Plus d’un millier d’entreprises commerciales misent aujourd’hui sur la Business Social Compliance Initiative (BSCI). En adhérant en 2005 à la BSCI, nous avons adopté le code de conduite de la BSCI, qui s’appuie notamment sur les conventions de l’Organisation internationale du travail (OIT). Le processus BSCI comprend la sensibilisation, l’organisation de tables rondes avec les autorités et les syndicats ainsi que des audits réguliers par des organes de contrôle accrédités.

La BSCI profite des synergies des audits communs

Grâce à la BSCI, les entreprises commerciales réalisent des audits sur les mêmes critères et partagent les résultats. C’est beaucoup plus efficace que si chaque entreprise devait contrôler elle-même chaque fournisseur. Par ailleurs, l’initiative offre aux entreprises un plus grand pouvoir de négociation et elles peuvent ensemble exiger des standards plus élevés. Ainsi, le travail des enfants n’existe aujourd’hui pratiquement plus dans les entreprises qui travaillent à l’export. La Chine a adapté sa loi sur le travail de manière à ce qu’elle corresponde aux lois occidentales. Et, en Thaïlande aussi, on a réalisé qu’il fallait réduire les horaires de travail et augmenter les salaires.

Notre processus BSCI

La part de fournisseurs directs en produits non alimentaires provenant de pays à risque et qui suivent le processus BSCI s’élève à 97% en termes de chiffre d’affaires. Fin 2014, ils étaient 90,0% à avoir obtenu la note «bien» ou «améliorations requises» à l’audit BSCI, ou à détenir un certificat SA 8000 ou ICTI.

Le contrôle est effectué par étapes et sur la base des risques:

  1. Signature du code de conduite
    La première étape consiste à connaître avec précision le lieu de production des fournisseurs. En signant le code de conduite de la BSCI, les fournisseurs s’engagent à respecter, en plus des lois du pays où ils sont installés, les exigences concernant l’environnement, la lutte contre les discriminations, le travail forcé, le travail des enfants, les horaires de travail, les salaires, les conditions de travail et de logement, et la liberté d’association.

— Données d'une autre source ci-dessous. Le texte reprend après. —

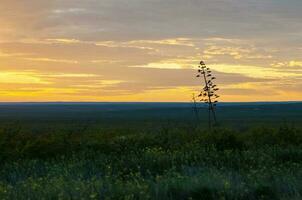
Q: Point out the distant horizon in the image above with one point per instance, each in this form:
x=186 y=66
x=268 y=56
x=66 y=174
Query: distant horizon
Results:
x=145 y=51
x=91 y=102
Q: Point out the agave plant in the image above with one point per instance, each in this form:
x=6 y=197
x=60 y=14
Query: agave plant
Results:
x=208 y=93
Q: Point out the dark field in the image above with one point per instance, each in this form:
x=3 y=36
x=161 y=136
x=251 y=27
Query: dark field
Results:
x=150 y=151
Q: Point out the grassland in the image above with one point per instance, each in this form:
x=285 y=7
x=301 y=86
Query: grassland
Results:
x=150 y=152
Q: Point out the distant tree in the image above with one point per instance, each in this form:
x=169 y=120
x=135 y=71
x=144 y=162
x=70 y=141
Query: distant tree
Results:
x=208 y=93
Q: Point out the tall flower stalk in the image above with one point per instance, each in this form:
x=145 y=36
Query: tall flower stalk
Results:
x=208 y=93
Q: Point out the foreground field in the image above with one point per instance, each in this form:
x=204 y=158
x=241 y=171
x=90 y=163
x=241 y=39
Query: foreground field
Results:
x=143 y=159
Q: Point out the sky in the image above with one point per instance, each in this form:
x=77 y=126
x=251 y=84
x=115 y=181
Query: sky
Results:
x=149 y=50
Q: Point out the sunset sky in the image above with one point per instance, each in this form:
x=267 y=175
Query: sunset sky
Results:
x=148 y=50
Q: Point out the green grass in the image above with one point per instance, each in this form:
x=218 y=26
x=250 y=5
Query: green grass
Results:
x=70 y=160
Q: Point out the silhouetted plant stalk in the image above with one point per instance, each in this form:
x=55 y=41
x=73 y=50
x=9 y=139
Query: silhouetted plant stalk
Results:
x=195 y=107
x=208 y=94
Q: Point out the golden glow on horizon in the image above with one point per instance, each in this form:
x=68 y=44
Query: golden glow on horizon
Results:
x=56 y=51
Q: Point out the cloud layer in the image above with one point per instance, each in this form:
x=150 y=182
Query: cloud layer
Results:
x=147 y=50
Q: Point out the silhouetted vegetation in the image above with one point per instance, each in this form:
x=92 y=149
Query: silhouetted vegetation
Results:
x=120 y=157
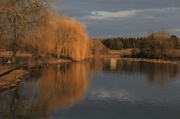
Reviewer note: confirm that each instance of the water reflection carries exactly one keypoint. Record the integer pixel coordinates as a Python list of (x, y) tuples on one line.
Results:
[(161, 74), (46, 90), (64, 86)]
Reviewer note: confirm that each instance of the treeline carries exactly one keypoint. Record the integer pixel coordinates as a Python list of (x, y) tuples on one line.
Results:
[(34, 26), (160, 45)]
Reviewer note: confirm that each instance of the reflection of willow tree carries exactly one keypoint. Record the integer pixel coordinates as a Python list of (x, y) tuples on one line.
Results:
[(161, 74), (62, 86), (59, 87)]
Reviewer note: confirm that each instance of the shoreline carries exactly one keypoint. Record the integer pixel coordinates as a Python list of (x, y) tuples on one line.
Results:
[(12, 74)]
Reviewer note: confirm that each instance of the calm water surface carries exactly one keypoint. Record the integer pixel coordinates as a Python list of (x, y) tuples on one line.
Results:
[(96, 89)]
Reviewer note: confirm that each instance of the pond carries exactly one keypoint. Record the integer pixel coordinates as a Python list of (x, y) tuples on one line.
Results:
[(96, 89)]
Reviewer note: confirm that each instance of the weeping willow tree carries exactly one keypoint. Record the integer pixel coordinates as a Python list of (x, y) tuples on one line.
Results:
[(34, 26), (63, 36), (19, 20), (79, 46)]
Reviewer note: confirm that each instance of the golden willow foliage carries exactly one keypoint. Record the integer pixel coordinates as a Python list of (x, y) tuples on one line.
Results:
[(35, 26), (63, 36)]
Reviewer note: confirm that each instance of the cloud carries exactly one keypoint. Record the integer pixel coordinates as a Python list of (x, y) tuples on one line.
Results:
[(151, 13)]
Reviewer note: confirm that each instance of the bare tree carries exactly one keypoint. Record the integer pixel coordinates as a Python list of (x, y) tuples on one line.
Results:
[(19, 19)]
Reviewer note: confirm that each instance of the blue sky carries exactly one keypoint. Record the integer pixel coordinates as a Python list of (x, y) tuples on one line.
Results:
[(124, 18)]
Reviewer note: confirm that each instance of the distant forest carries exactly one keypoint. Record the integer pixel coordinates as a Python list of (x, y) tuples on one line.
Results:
[(160, 45)]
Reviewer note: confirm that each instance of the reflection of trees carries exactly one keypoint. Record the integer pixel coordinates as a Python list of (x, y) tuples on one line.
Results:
[(57, 87), (161, 74)]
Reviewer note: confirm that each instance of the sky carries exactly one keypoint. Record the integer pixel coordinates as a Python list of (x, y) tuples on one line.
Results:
[(124, 18)]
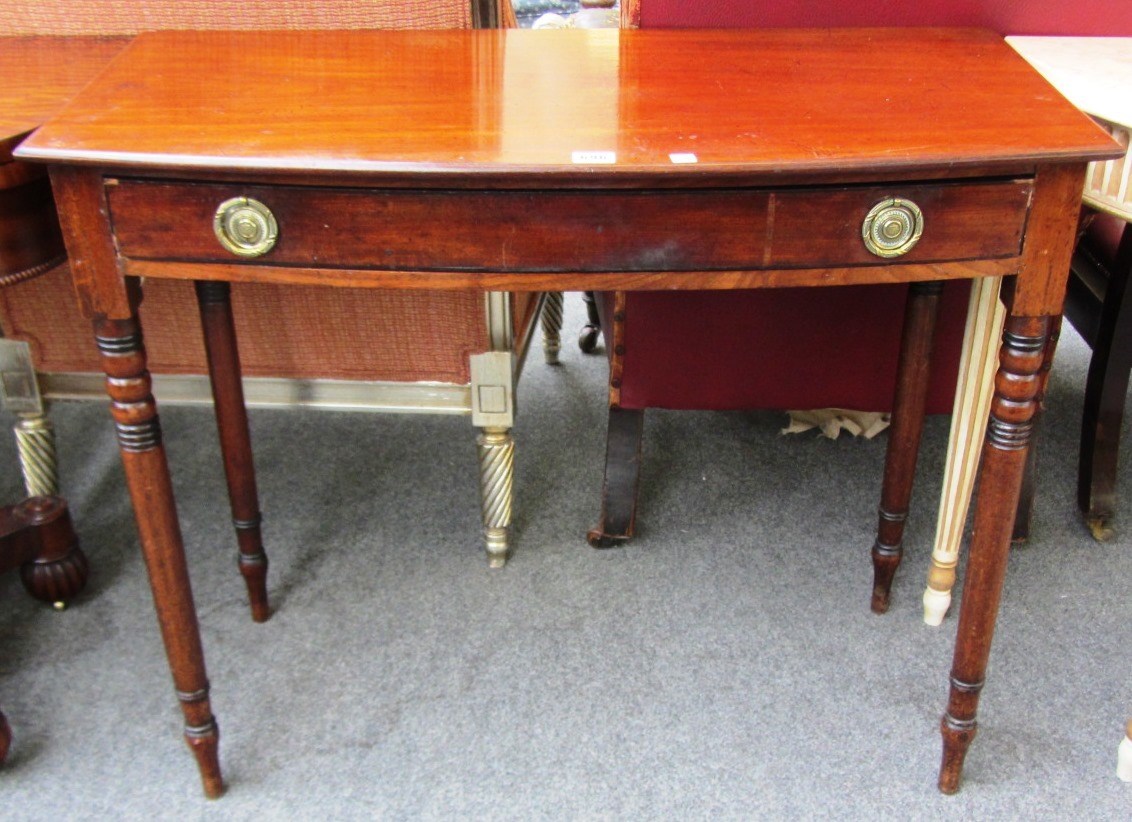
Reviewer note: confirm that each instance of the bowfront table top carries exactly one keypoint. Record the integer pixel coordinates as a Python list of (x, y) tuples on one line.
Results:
[(671, 160), (37, 75)]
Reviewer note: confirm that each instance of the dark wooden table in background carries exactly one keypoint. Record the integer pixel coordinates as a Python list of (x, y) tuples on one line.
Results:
[(37, 75), (719, 160)]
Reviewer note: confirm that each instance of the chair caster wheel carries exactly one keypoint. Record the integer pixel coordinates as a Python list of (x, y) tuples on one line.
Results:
[(588, 340)]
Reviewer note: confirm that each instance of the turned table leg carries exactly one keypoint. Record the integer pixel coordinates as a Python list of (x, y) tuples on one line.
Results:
[(1012, 410), (215, 302), (552, 326), (905, 435), (151, 490), (5, 738), (978, 364)]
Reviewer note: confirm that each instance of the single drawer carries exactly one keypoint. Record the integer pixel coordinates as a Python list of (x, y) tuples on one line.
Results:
[(573, 231)]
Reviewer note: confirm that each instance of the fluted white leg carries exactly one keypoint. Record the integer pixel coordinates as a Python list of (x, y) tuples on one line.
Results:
[(1124, 755), (978, 364)]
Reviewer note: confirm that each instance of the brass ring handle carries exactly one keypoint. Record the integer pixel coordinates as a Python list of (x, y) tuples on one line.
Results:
[(892, 228), (245, 227)]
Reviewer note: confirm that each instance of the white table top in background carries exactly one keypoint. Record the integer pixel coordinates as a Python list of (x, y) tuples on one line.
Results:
[(1095, 74)]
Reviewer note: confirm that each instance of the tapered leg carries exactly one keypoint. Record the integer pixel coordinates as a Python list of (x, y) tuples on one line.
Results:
[(214, 299), (588, 337), (978, 364), (5, 738), (623, 478), (1025, 513), (146, 469), (497, 465), (905, 435), (1105, 393), (552, 326), (1014, 403)]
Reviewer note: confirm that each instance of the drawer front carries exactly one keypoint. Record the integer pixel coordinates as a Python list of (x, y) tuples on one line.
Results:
[(572, 231)]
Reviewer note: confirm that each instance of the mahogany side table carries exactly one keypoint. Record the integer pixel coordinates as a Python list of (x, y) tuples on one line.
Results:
[(730, 160), (39, 75)]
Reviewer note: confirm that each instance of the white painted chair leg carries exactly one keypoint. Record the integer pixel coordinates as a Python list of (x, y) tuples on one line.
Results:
[(1124, 755), (978, 364)]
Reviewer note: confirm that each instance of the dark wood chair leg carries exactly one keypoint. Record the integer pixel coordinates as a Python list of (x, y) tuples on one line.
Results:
[(588, 337), (623, 478), (215, 302), (1105, 392), (900, 457), (146, 468)]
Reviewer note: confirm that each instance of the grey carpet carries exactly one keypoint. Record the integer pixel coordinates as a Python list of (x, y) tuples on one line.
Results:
[(722, 665)]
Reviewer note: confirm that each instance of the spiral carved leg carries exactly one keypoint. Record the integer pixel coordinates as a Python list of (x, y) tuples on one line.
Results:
[(552, 326), (146, 469), (905, 437), (1014, 404), (35, 438), (497, 464), (214, 299)]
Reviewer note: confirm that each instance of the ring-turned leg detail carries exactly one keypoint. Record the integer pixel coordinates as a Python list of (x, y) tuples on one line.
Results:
[(146, 470), (497, 465), (552, 326), (912, 374), (1009, 431), (215, 302)]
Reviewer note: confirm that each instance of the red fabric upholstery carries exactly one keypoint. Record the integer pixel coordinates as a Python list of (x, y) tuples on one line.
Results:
[(779, 349), (835, 348), (1075, 17)]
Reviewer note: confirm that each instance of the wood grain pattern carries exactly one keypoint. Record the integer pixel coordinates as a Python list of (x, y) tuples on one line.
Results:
[(422, 103), (574, 231), (40, 75)]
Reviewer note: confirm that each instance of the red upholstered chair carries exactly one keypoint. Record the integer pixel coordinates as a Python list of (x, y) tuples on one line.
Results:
[(788, 349)]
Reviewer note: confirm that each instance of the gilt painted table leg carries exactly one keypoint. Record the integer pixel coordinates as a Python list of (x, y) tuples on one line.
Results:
[(552, 326), (151, 490), (912, 375), (977, 367), (215, 302)]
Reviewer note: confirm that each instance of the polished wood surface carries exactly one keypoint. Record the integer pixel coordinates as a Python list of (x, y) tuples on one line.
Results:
[(37, 75), (808, 118), (435, 103)]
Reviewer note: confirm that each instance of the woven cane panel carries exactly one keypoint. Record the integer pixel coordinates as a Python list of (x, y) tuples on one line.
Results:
[(283, 331), (134, 16)]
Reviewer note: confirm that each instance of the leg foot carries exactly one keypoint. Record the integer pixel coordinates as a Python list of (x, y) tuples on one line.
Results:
[(957, 739), (58, 572), (497, 464), (1123, 755), (623, 478)]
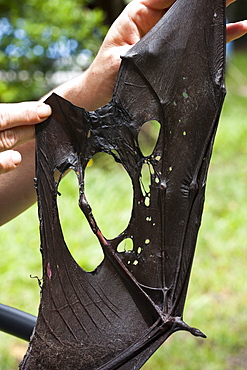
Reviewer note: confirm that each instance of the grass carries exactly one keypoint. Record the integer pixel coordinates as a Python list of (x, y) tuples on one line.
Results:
[(217, 297)]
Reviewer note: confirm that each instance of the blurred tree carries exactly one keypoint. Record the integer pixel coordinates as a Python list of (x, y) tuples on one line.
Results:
[(41, 37), (237, 12)]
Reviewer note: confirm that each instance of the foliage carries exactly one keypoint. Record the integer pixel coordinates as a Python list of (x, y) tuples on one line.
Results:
[(39, 38)]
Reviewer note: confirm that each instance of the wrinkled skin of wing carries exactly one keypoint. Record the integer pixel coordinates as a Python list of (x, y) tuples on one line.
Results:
[(116, 316)]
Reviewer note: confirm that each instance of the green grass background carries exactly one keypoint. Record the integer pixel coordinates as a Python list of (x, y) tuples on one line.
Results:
[(217, 296)]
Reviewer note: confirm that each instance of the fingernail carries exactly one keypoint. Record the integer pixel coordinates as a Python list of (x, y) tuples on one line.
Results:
[(16, 157), (43, 110)]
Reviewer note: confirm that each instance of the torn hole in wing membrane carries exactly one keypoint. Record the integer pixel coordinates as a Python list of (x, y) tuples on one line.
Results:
[(148, 136), (109, 192)]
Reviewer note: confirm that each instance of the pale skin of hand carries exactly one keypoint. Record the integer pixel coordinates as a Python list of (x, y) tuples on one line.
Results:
[(91, 90)]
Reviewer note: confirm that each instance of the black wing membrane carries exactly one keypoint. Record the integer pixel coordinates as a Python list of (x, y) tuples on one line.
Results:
[(116, 316)]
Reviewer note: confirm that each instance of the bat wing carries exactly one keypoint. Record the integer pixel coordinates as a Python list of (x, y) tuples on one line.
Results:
[(117, 316)]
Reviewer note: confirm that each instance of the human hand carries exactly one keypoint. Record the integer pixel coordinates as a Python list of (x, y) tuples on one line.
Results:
[(132, 24), (17, 122)]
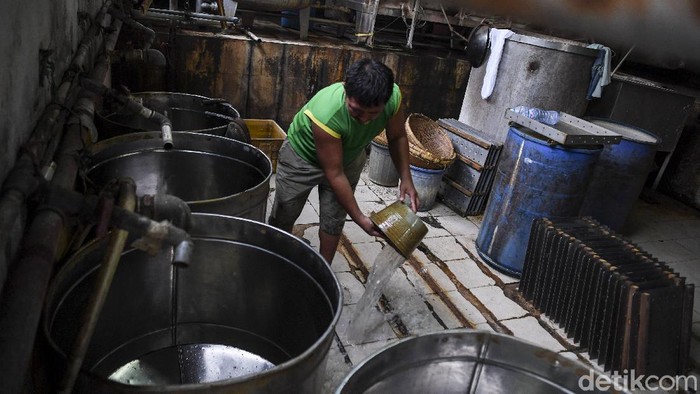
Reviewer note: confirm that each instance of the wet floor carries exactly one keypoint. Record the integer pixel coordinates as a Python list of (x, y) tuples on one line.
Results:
[(445, 285)]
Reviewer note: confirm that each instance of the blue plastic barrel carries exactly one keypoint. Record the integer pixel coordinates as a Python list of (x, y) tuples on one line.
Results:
[(535, 178), (620, 174), (427, 182)]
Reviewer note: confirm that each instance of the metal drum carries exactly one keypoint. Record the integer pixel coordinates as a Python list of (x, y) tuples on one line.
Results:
[(535, 178), (212, 174), (255, 311), (467, 361), (534, 71), (620, 174), (187, 112)]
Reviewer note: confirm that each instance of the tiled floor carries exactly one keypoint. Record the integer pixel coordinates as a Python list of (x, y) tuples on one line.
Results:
[(445, 285)]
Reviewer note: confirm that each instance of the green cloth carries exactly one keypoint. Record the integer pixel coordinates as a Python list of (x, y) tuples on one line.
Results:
[(328, 110)]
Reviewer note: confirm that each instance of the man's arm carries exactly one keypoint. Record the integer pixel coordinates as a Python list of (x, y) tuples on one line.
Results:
[(398, 148), (330, 156)]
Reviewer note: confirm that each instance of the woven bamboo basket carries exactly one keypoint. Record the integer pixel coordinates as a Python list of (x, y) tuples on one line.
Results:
[(429, 145), (381, 138)]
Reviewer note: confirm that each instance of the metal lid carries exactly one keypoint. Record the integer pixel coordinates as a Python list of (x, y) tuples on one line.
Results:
[(628, 132), (555, 43)]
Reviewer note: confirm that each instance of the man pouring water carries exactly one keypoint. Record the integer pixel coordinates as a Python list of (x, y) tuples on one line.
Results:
[(325, 147)]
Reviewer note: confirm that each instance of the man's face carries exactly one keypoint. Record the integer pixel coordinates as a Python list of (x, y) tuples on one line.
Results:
[(361, 113)]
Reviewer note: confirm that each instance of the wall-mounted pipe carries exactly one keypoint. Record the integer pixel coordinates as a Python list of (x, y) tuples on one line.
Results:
[(184, 15), (115, 248), (37, 152), (135, 108), (27, 281)]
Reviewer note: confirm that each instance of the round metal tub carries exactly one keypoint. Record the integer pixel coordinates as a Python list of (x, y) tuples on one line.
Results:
[(187, 112), (534, 71), (212, 174), (255, 311), (466, 361)]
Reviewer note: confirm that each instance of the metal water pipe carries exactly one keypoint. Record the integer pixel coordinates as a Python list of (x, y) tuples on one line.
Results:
[(28, 277), (19, 183), (135, 108), (105, 275)]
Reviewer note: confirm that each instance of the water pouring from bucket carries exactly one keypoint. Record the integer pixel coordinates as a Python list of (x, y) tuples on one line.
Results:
[(404, 230)]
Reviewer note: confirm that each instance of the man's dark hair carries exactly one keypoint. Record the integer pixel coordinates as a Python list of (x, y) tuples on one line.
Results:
[(370, 82)]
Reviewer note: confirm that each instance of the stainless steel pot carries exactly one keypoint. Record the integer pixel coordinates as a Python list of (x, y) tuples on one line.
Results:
[(212, 174), (254, 312), (187, 112), (466, 361)]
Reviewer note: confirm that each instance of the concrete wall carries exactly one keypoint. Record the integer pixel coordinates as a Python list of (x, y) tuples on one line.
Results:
[(28, 29)]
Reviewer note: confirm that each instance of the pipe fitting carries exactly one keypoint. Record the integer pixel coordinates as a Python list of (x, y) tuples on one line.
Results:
[(166, 207), (135, 108)]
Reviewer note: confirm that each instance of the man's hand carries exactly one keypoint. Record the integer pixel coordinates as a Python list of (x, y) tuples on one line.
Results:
[(366, 224)]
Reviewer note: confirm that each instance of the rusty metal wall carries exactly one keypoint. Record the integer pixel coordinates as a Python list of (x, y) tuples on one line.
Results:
[(272, 79)]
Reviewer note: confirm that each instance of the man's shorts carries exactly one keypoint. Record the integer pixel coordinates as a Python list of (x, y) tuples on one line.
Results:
[(293, 183)]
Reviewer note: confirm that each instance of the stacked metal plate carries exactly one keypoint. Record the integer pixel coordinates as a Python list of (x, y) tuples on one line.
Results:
[(467, 182), (629, 310)]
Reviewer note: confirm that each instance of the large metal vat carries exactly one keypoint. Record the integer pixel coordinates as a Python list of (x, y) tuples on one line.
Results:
[(212, 174), (542, 72), (620, 174), (467, 361), (255, 311), (535, 178), (187, 112)]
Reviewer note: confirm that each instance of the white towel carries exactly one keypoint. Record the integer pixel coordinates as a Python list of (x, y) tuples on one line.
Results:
[(600, 72), (497, 38)]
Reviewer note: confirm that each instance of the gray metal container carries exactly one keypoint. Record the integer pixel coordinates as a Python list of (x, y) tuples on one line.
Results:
[(255, 311), (212, 174), (548, 73), (466, 361), (187, 112)]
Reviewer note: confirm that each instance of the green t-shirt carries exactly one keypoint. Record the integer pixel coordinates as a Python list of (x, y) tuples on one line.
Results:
[(328, 110)]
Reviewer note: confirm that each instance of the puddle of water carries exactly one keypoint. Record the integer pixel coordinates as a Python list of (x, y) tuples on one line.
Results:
[(362, 324)]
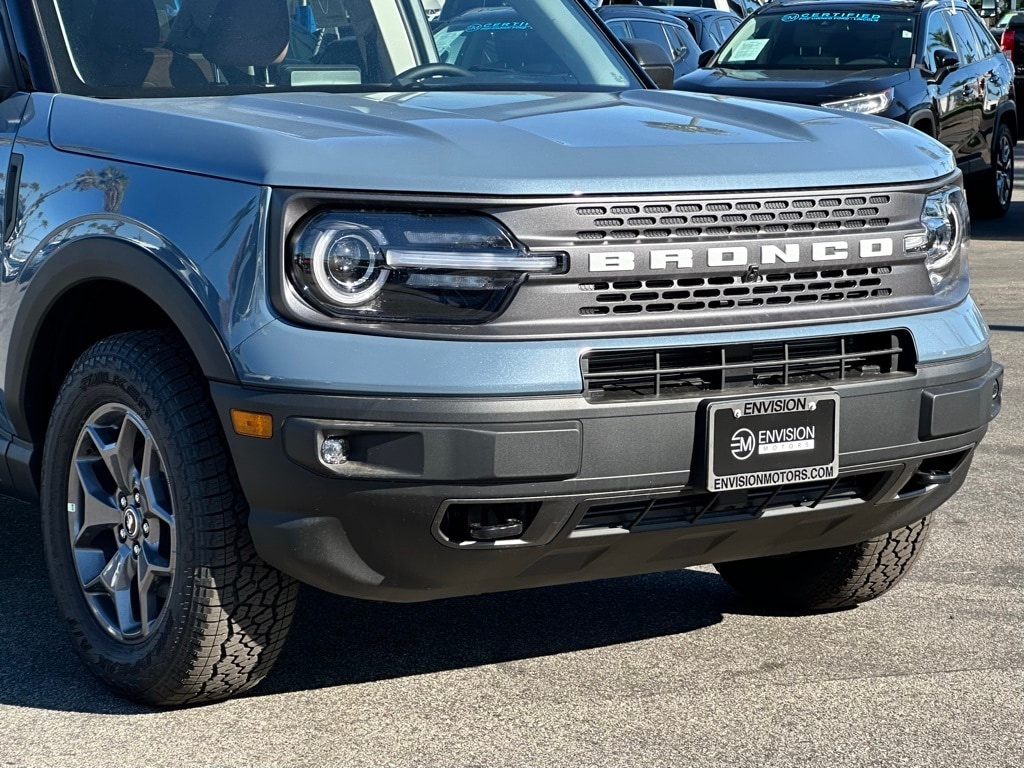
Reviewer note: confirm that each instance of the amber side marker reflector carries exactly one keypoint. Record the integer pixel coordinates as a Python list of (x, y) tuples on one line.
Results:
[(249, 424)]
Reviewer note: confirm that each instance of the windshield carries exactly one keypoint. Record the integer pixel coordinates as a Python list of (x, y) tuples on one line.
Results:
[(824, 40), (195, 47)]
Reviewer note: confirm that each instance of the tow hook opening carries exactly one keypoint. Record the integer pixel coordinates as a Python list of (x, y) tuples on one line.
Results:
[(487, 521), (937, 470)]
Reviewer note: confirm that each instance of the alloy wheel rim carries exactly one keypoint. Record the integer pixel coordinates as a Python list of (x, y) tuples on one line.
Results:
[(121, 522), (1004, 170)]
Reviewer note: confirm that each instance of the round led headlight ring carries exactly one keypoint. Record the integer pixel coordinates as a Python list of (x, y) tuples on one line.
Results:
[(348, 266)]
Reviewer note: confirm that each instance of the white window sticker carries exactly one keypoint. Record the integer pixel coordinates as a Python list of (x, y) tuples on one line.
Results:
[(749, 49)]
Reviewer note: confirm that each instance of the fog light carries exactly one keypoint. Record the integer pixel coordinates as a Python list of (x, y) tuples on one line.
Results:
[(334, 451)]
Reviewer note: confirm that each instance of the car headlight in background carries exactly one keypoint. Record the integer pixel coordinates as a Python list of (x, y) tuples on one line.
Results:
[(411, 267), (946, 237), (871, 103)]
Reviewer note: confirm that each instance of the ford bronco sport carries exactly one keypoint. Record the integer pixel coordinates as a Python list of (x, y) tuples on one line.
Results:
[(287, 295)]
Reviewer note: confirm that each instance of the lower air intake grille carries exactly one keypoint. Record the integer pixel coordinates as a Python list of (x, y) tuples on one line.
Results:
[(704, 508), (611, 376)]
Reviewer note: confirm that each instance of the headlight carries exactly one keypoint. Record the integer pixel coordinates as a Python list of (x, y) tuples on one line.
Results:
[(410, 267), (871, 103), (946, 237)]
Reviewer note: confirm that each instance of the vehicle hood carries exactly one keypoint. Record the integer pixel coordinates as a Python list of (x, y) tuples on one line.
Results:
[(500, 143), (799, 86)]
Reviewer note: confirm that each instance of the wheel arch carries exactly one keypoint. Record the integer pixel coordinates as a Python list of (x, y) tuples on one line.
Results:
[(55, 324), (1008, 116)]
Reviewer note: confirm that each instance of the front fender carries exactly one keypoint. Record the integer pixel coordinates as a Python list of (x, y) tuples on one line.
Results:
[(93, 258)]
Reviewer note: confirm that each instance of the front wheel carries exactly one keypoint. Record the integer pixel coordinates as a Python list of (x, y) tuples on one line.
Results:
[(991, 192), (145, 535), (828, 579)]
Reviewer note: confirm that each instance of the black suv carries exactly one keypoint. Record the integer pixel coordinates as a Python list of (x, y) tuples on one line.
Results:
[(931, 65)]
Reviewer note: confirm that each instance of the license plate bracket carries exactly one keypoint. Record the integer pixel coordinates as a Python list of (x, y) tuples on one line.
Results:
[(779, 440)]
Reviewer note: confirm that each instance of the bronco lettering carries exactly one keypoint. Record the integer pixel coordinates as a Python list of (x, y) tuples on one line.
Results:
[(723, 256)]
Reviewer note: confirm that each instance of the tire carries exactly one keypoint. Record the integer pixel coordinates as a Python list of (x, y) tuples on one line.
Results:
[(828, 579), (990, 194), (144, 529)]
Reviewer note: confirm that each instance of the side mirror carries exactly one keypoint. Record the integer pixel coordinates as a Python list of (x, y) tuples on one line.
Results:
[(945, 61), (652, 59)]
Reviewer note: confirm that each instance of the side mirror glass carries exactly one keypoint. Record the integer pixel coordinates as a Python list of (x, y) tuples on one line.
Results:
[(652, 59), (945, 61)]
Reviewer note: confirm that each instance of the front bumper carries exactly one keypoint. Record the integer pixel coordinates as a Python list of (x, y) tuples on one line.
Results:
[(602, 491)]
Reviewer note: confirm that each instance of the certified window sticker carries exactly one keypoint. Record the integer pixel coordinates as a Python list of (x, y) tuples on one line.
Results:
[(825, 15)]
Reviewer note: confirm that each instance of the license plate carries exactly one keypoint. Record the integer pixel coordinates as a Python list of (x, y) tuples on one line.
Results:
[(762, 441)]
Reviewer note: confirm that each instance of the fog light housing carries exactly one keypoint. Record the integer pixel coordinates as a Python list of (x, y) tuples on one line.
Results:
[(334, 451)]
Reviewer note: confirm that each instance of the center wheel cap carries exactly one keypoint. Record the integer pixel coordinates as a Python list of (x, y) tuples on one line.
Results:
[(132, 522)]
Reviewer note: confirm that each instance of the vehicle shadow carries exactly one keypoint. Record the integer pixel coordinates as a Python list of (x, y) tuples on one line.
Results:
[(1007, 228), (337, 641)]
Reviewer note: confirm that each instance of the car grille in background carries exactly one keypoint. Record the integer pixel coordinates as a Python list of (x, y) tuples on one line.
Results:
[(732, 217), (702, 508), (727, 292), (611, 376)]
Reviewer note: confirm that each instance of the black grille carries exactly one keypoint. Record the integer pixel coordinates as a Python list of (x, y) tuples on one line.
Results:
[(726, 292), (679, 372), (698, 507), (733, 217)]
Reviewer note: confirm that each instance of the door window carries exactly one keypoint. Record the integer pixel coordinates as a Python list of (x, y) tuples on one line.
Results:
[(986, 43), (966, 46), (679, 46), (937, 37), (653, 32)]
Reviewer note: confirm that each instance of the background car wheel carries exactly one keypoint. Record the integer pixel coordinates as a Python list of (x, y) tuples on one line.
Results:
[(990, 194), (828, 579), (144, 528)]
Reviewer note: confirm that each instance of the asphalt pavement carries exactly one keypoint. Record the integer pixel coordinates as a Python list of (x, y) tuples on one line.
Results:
[(666, 670)]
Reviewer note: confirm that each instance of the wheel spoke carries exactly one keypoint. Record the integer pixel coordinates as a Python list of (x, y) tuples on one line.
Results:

  2. Auto-évaluation de l’entreprise
    La deuxième étape consiste en l’auto-évaluation des entreprises pour faire le point sur leurs conditions de travail et identifier les mesures à prendre. En parallèle, l’auto-évaluation permet aussi de savoir si une entreprise peut être contrôlée directement ou si une formation au management social est nécessaire avant l’audit. En Extrême-Orient, le bureau du groupement d’achat Eurogroup à Hong Kong accompagne les producteurs dans la mise en place du processus BSCI. Les audits des sites de production sont réalisés par des auditeurs indépendants, spécialement formés et accrédités par la Social Accountability International (SAI), qui décident également des mesures à prendre.

  3. Mesures d’amélioration
    L’application des mesures d’amélioration est contrôlée dans le cadre d’un nouvel audit au bout de six à douze mois. En notre qualité de membre de la BSCI, nous sommes tenus d’accompagner les fournisseurs dans la mise en œuvre des améliorations.

  4. SA 8000
    Les entreprises qui ont achevé le processus BSCI avec succès peuvent viser une certification SA 8000. Cette norme est actuellement la plus exigeante qui soit dans le domaine des conditions de travail équitables.

  5. Adhésion à la BSCI par l’affiliation à la FTA
    Nous accordons toujours plus d’importance aux fournisseurs qui deviennent membres de l’association du commerce extérieur ou Foreign Trade Association (FTA) et participent donc automatiquement à la BSCI. Nous nous félicitons que leurs fournisseurs adhérent directement à la BSCI et fassent auditer eux-mêmes leurs sites de production dans les pays à risque.

Code de conduite BSCI PP

Pour améliorer les conditions de travail dans la production primaire à grande échelle dans les pays émergents ou en voie de développement, nous misons de plus en plus sur BSCI Primary Production (BSCI PP). En 2012, nous avons travaillé intensivement à la mise en place de BSCI PP avec trois entreprises au Pérou et au Maroc. Aujourd’hui, quelque 16 entreprises de production de denrées alimentaires suivent le processus BSCI PP.